Steganography in USB mass storage devices

I have always feel a deep interest in steganography, the art of concealing information inside information. Not surprisingly, steganography is probably as old as cryptography with the first recorded use of it done by Demaratus, king of Sparta.

With the advent of the digital era and the massive data sizes we handle, steganography is being a very important field for researchers. Most of the more common digital steganography is done in image files because they are a very good container, being the LSB (Less significant bit) replacement the simplest technique, which allows to hide information inside a image with a minor alteration that can’t be noted by the human eye.

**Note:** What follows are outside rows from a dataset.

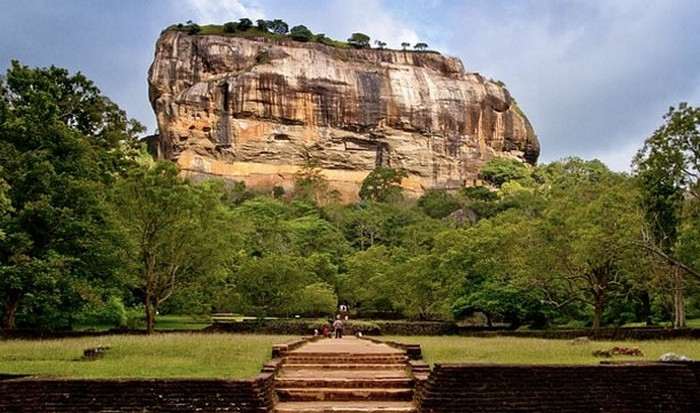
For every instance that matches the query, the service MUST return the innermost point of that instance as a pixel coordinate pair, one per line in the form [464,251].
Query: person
[338,326]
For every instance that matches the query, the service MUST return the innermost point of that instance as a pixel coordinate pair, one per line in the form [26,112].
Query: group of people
[336,329]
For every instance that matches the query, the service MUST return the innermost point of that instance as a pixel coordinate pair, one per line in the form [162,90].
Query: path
[347,375]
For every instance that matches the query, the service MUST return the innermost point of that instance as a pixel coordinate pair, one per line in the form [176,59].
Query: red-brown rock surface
[257,110]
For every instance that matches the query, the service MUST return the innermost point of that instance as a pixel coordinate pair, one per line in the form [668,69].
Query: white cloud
[338,19]
[221,11]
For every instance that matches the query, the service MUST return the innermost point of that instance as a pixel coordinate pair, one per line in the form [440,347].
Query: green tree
[501,170]
[300,33]
[230,27]
[278,26]
[270,285]
[420,46]
[174,233]
[310,183]
[583,247]
[263,25]
[383,184]
[244,24]
[359,40]
[317,300]
[380,44]
[667,170]
[61,144]
[438,204]
[192,27]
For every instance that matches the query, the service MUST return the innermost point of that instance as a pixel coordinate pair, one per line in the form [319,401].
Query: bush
[301,33]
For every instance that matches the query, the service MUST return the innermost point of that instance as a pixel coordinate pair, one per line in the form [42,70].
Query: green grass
[511,350]
[176,355]
[181,322]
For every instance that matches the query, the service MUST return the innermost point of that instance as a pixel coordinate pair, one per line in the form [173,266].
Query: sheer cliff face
[258,110]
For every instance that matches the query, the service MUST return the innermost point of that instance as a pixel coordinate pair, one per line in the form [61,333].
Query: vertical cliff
[257,110]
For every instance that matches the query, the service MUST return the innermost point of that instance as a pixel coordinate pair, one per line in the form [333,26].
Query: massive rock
[257,110]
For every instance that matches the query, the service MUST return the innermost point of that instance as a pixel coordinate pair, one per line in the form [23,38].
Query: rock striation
[257,110]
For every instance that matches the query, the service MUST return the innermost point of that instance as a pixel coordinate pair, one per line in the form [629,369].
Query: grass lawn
[454,349]
[158,356]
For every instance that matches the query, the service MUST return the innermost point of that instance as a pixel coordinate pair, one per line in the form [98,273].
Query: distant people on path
[338,327]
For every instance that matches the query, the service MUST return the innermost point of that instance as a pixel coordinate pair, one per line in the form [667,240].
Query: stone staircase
[344,375]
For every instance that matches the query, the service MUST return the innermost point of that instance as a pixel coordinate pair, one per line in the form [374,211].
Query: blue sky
[594,77]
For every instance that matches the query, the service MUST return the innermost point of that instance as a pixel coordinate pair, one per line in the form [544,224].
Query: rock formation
[257,110]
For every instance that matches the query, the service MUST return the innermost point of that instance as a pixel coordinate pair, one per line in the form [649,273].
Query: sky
[594,77]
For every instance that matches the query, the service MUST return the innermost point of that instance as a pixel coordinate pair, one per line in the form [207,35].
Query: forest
[94,231]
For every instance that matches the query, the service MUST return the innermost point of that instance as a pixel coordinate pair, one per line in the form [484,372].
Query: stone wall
[633,387]
[33,395]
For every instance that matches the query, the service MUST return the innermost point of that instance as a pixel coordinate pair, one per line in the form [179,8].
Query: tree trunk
[598,311]
[10,313]
[646,307]
[150,318]
[678,299]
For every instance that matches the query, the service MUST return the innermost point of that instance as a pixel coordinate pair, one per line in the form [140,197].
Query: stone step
[294,365]
[345,407]
[329,358]
[335,394]
[344,373]
[343,382]
[349,355]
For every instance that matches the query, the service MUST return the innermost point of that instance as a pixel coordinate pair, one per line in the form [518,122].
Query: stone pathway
[347,375]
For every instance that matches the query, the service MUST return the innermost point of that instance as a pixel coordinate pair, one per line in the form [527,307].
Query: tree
[310,183]
[420,46]
[359,40]
[174,233]
[192,27]
[583,247]
[317,300]
[61,144]
[271,285]
[244,24]
[263,25]
[230,27]
[300,33]
[437,203]
[383,184]
[667,170]
[501,170]
[278,26]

But steganography using digital images is not the only way of hide digital information. There are steganography in, practically, every corner of the digital word, even in TCP/IP packets! I am going to describe some ways to conceal information in USB mass storage devices that use FAT32 (most of them). These techniques allow to hide information that is not going to be shown by regular file explorers (except the last example which is probably not a truly steganography scheme but I thought it was a cool addition) and they are not going to delete any other user data. Although described here in a briefly and basic manner, they can be used in sophisticated schemes to hide data.

1) Information in the Boot sector
The first sector is called Master Boot Record (MBR), it contains information about different partitions and, more importantly for our purposes, executable code to be used when the unit is bootable.

master_boot_record (1)

If the USB drive is not bootable, that part of the first sector is not used, those are 446 bytes to store information that is not going to be readable from a common file explorer.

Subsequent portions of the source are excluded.